Secreted IgM: New tricks for an old molecule

Abstract

Secreted IgM (sIgM) is a multifunctional evolutionary conserved antibody that is critical for the maintenance of tissue homeostasis as well as the development of fully protective humoral responses to pathogens. Constitutive secretion of self- and polyreactive natural IgM, produced mainly by B-1 cells, provides a circulating antibody that engages with autoantigens as well as invading pathogens, removing apoptotic and other cell debris and initiating strong immune responses. Pathogen-induced IgM production by B-1 and conventional B-2 cells strengthens this early, passive layer of IgM-mediated immune defense and regulates subsequent IgG production. The varied effects of secreted IgM on immune homeostasis and immune defense are facilitated through its binding to numerous different cell types via different receptors.

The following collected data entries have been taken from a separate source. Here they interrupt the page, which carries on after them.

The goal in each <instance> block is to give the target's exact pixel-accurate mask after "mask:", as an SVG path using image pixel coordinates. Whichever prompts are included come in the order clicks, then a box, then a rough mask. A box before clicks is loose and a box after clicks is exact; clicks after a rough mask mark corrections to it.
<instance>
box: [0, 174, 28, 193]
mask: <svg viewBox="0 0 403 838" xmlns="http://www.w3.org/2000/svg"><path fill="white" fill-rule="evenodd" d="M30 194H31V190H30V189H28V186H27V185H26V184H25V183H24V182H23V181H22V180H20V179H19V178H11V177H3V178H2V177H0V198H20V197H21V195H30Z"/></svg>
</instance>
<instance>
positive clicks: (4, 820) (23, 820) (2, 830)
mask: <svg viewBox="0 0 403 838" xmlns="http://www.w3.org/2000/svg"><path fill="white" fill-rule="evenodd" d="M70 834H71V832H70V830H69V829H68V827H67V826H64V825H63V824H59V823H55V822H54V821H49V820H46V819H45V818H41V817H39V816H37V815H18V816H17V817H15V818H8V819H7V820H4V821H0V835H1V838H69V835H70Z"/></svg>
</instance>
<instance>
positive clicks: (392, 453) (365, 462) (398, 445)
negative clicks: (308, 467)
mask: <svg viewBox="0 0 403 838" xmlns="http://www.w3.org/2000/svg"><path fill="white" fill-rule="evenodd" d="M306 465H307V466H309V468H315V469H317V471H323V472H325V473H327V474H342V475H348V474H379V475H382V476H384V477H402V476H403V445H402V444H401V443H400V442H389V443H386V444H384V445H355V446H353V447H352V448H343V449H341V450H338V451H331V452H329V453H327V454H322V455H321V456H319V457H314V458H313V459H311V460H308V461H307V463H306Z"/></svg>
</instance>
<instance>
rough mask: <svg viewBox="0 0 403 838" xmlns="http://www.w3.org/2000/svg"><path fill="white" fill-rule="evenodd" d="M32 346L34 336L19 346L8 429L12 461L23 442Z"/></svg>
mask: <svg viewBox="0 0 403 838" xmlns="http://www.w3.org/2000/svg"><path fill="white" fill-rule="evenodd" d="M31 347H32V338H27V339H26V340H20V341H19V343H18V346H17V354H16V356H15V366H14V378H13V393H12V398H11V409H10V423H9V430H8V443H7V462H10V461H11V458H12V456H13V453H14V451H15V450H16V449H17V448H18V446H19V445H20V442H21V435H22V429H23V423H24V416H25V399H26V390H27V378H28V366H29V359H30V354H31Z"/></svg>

Recent studies identified a novel function for pentameric IgM, namely as a transporter for the effector protein ″apoptosis-inhibitor of macrophages″ (AIM/CD5L). This review aims to provide a summary of the known functions and effects of sIgM on immune homeostasis and immune defense, and its interaction with its various receptors, and to highlight the many critical immune regulatory functions of this ancient and fascinating immunoglobulin.

Keywords: AIM; FcµR; autoimmunity; homeostasis; inflammation; secreted IgM.

Figure 1:. A new structure for sIgM.

(A) Schematic of an IgM monomer possessing two immunoglobulin heavy and light chains each. The Fab region (fragment antibody binding) encodes the antigen binding sites, and the Fc region (fragment constant) regulates its function. The heavy chain contains five glycosylation sites, while there are no glycosylation sites encoded on the light chains. (B) Secreted IgM was thought to form a symmetric pentamer in which five monomers are joined together by a J chain and disulfide bonds. (C) New data now show that pentameric IgM is asymmetrical with a 50-degree groove that allows for one AIM (apoptosis inhibitor of macrophage/CD5L) molecules to bind, stabilizing their serum half-life.

Figure 2:. Functions of secreted IgM.

(1A). Marginal zone splenic B cells capture sIgM-antigen/complement C3 complexes and (B) migrates into the B cell follicle where it transfers the complexes onto CR1/2 expressed by follicular dendritic cells (FDCs), where (C) the FDC presents antigen to germinal cell B cells in support of T-dependent antibody production. (2) sIgM strongly supports IgG response development by additional but poorly understood processes. (3) Antigen opsonization by sIgM via complement C1q-mediated uptake by macrophages. This process can also be mediated by mannose-binding lectin (not shown). (4) Pathogen neutralization to blocking pathogen entry or inducing pathogen aggregations. Natural IgM is polyreactive and recognizes conserved antigens, such as phosphorylcholine (PC) present in the cell walls of Streptococcus pneumoniae as well as on dead or dying mammalian host cells. (5) sIgM can recruit complement components to initiate the classical pathway of complement activation, eventually leading to the formation of the Membrane Attack Complex (MAC) that can result in lysis of the pathogen. (6) Although the mechanisms are incompletely resolved, sIgM prevents autoimmune antibody formation through multiple mechanisms, including effecting central tolerance induction in the bone marrow and through the removal of DAMPS, such as dead and dying cell debris. (7) The absence of sIgM causes changes in V-gene usage encoding increased self-reactivity.

Figure 3:. Receptors that bind sIgM.

The polymeric Ig receptor can bind pentameric IgM as well as dimeric IgA via binding to the J-chain, resulting in transcytosis through epithelial cells located on mucosal surfaces and luminal excretion. Fc$\alpha /\mu$R: This receptor is expressed predominantly by macrophages and follicular dendritic cells, where it binds to IgA and IgM with moderate and high affinity, respectively, to mediate endocytosis of IgA/IgM-antigen complexes. Complement Receptors: Complement receptor 1 is the C3b/C4b receptor is expressed on a variety of immune cells, including B cells and follicular dendritic cells (FDC), where it anchors sIgM-antigen-C3 complexes onto FDCs. Complement receptor 2 binds to iC3b (inactive derivative of C3b), C3dg and/or C3b. This receptor is expressed on B cells as well as FDCs. Fc$\mu$R: The Fc$\mu$R is highly expressed on B cells and binds sIgM selectively, which is rapidly internalized. The functional consequences of FcμR/sIgM interaction remain to be fully resolved.